Why does one travel? For many, it’s an opportunity to relax and unwind from the stresses of everyday life. For others, it’s the chance to taste new cuisines and experience new cultures.
For some, it’s the opportunity to meet new people and experience their daily lives.
I recently returned from an extended period of travel that included a significant amount of time in South Korea and Japan. These two countries might share the same continent as Vietnam, but their differences are evident, particularly regarding their economies and tourism. Japan consistently welcomed over 10 million more tourists than Vietnam pre-pandemic and both countries boast GDPs that comfortably dwarf Vietnam’s.
Ultimately, the experience of travelling in Vietnam is extremely different compared to these two countries. At times it appears that officials here fail to recognize that tourists visiting Vietnam often recall the chaotic, unpredictable and frenzied nature of the place as the most memorable elements of their trip.
This is particularly timely due to Hanoi’s recent “sidewalk order” reemerging, attempting to clear the pavements of vendors that sprawl into the streets. Tourists are fascinated with witnessing the daily lives of Vietnamese people, which play out in front of them as they cook, socialize and relax directly outside their homes. Often the lines blur between home and business, but that’s part of the allure.
On a similar note, despite the dangerously close proximity between pedestrians and the track, Train Street in Hanoi has long been considered a leading tourist site in the capital. However, its future as an attraction for visitors is in doubt with regulations repeatedly being introduced.
The sprawling nature of everyday lives on the sidewalks might not lend itself to sparkling clean streets, but it creates a social environment full of surprises and unexpected interactions. Although I greatly enjoyed my time in South Korea and Japan, I felt this was lacking, particularly in the major cities such as Seoul, Busan, Osaka and Tokyo.
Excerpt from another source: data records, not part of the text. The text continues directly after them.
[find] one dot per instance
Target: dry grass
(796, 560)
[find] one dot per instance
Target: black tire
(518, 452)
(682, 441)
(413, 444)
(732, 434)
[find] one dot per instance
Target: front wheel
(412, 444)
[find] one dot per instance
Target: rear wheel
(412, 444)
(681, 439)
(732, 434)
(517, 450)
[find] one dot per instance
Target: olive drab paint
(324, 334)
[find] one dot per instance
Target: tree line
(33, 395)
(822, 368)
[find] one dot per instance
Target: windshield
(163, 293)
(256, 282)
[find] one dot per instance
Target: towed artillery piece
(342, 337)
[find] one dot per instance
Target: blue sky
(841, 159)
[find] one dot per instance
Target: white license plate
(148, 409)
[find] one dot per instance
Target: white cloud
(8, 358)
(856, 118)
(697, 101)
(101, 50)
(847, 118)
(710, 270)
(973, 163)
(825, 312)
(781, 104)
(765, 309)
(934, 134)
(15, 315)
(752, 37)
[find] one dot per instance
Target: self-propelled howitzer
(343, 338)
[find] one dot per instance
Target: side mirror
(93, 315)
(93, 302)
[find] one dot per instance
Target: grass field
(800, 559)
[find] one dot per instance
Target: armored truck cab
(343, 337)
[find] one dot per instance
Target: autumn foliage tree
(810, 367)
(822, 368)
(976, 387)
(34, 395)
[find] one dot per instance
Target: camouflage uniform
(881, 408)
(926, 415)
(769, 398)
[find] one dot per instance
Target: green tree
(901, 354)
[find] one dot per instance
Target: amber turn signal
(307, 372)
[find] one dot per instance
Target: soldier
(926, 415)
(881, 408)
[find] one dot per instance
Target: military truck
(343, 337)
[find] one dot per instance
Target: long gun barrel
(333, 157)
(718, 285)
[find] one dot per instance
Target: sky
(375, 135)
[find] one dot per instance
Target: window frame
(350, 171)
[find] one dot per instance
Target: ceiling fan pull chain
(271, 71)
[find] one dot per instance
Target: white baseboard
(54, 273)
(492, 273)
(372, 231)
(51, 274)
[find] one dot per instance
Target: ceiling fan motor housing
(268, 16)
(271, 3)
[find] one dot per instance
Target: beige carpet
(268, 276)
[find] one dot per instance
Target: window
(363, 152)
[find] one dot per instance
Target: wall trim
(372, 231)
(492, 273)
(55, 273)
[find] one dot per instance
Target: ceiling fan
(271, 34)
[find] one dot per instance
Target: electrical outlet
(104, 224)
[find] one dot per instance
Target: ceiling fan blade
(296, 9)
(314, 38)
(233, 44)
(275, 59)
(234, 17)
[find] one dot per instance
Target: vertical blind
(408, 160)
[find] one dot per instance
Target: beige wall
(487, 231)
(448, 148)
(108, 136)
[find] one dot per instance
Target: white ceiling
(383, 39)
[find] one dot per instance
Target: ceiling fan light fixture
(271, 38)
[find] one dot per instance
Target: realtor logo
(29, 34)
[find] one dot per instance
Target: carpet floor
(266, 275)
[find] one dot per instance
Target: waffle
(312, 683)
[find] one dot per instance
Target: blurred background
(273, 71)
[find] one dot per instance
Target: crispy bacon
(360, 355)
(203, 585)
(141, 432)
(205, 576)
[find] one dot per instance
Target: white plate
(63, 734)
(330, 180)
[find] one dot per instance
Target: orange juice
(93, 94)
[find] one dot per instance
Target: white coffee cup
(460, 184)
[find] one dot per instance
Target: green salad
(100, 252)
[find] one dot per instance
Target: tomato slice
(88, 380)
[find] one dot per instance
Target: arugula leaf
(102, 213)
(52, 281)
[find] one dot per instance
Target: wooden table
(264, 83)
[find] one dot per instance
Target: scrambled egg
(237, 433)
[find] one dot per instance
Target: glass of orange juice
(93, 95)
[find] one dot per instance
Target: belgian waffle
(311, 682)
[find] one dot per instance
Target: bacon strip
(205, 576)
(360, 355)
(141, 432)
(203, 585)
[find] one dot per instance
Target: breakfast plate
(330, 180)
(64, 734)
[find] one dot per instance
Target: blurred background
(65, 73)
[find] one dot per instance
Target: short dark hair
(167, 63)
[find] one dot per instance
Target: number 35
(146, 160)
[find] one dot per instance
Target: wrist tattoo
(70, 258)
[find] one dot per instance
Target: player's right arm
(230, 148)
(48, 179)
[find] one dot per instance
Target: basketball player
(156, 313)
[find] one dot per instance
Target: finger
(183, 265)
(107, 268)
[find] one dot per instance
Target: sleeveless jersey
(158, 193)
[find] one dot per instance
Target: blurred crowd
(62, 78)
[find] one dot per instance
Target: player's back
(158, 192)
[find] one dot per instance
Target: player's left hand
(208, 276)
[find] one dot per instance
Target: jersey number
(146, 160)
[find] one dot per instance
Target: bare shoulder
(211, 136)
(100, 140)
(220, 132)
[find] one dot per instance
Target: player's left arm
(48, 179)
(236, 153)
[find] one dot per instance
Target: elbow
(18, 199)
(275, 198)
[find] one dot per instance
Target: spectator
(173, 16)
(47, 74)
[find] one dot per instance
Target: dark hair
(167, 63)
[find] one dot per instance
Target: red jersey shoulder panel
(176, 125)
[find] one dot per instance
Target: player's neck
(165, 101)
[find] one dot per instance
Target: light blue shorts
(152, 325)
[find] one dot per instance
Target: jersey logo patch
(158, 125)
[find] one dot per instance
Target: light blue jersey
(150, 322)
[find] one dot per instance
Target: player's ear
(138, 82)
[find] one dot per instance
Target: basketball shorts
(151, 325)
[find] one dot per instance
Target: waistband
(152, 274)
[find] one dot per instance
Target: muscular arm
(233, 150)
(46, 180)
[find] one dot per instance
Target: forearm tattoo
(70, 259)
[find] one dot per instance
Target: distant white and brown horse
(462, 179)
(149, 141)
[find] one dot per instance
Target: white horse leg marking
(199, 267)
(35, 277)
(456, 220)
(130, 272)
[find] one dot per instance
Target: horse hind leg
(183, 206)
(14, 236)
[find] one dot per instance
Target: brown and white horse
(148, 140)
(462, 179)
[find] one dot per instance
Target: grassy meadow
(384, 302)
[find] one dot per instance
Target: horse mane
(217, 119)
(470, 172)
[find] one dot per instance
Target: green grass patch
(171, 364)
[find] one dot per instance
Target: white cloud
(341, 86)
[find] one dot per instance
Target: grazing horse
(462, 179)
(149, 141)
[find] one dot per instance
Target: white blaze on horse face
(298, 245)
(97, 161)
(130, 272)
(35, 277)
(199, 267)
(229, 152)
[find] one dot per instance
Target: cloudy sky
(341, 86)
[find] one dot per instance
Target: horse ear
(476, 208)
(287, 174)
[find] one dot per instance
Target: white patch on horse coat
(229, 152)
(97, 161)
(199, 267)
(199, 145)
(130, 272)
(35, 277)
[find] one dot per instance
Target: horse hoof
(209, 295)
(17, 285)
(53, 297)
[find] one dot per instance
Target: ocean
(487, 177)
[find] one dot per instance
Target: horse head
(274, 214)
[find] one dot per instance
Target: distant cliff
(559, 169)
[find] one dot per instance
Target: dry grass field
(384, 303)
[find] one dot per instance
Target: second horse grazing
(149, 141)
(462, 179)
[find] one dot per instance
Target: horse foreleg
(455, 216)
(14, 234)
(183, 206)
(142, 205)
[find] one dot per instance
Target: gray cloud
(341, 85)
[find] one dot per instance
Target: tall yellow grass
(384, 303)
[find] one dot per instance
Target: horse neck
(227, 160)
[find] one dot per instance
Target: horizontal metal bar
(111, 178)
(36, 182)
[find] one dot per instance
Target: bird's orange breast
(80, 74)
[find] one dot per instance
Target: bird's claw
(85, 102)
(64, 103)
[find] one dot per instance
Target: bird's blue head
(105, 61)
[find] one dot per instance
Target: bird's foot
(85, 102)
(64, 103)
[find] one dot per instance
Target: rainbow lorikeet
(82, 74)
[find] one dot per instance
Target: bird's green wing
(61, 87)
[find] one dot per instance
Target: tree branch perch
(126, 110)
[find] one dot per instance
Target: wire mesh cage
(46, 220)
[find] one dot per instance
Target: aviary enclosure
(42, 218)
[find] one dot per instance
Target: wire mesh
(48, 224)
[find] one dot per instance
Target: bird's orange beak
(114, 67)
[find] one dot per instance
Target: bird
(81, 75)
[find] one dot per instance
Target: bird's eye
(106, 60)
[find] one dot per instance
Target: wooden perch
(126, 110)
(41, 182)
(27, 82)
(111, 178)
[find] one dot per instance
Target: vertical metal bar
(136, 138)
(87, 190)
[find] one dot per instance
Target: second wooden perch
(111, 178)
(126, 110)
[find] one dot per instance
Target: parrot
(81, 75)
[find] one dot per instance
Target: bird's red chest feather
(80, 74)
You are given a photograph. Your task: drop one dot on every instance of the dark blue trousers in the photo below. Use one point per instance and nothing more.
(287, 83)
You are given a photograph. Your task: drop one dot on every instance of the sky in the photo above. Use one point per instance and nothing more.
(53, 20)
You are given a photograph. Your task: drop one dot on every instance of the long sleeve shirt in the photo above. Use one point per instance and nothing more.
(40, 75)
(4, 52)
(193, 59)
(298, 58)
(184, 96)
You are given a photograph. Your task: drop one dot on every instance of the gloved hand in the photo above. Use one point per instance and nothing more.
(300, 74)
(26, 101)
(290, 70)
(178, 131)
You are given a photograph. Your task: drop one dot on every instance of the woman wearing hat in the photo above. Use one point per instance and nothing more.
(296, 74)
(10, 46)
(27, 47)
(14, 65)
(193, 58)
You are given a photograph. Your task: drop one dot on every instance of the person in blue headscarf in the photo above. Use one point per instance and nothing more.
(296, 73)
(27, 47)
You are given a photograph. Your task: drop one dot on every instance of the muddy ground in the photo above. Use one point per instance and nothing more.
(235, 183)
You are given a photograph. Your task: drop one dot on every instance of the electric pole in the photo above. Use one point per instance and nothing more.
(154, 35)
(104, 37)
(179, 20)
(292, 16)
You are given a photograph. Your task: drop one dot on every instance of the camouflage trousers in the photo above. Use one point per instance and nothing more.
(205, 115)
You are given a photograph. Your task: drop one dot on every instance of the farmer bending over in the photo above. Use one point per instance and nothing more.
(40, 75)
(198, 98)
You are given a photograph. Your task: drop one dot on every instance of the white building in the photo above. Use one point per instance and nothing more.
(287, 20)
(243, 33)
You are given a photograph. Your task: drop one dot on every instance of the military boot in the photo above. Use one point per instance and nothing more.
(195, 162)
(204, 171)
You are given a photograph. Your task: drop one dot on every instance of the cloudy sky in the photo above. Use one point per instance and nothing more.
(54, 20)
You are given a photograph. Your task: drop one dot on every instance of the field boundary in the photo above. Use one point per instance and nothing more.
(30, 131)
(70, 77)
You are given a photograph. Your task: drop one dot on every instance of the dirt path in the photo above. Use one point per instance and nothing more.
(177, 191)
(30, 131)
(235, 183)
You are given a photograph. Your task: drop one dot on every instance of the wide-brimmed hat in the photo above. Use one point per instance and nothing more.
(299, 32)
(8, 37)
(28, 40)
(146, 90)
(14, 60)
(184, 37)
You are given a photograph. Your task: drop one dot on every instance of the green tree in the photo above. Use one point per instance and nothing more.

Although you find raucous behavior and bundles of life within the exuberant hubs of barbecue restaurants and sake karaoke bars, often the streets are bereft of activity compared to Vietnam.
Dawn in Hanoi will be welcomed with a cacophony of noise and a range of smells as the city comes to life. Contrastingly, in these East-Asian countries, it is very still with just the occasional runner’s footsteps breaking the silence. I couldn’t believe my first morning walking the Seoul streets at 8 a.m. to discover an absence of activity.
The two East-Asian countries pride themselves on their cleanliness, with levels of recycling and waste management that contribute to the empty streets. This significantly contrasts with the limited efforts of Vietnam. Throughout my time in Japan and South Korea, I was stunned by the orderliness and surveillance on this matter. Several expatriates living in Seoul that I spoke to recalled visits from apartment security guards and local police for failing to follow guidelines. In fact, according to a recent article in the New York Times, penalties for noncompliance are 1,000,000 Korean won ($785) and rewards for those who report violators reach up to $235. Whereas in Vietnam, an option for a cutlery-free takeaway on delivery apps is about the extent of their effort to reduce waste and single-use plastic.
I recall a conversation with an elderly Japanese gentleman I had during my time in Kyoto. He had recently visited Hanoi and Thai Nguyen and was extremely excited to share his thoughts with me when he discovered I had lived here for many years. He was a very composed and considerate gentleman, but his eyes lit up with excitement and a great sense of wonder as he remembered the streets of North Vietnam. “Such a great smell from the restaurants as I explored” and “it was so busy and full of life every hour of the day” were two memories in particular that stayed with me. He went on to highlight the dirtiness of the cities, which seemingly surprised him compared to well-kept Kyoto. However, a momentary attack on the nostrils was forgotten as he had experienced what we all hope to feel when we travel. A sense of wonder. A snapshot of daily lives. A serendipitous moment that stays with us forever.
Yes, Vietnam could be safer. Yes, it could be cleaner. But we should be careful what we wish for. Cities like Hanoi encompass so much of what one desires when we travel, I say we should embrace that and enjoy the ride. It will likely make for more memorable moments and spontaneity along the way.
*Darren Barnard is an English teacher in Vietnam.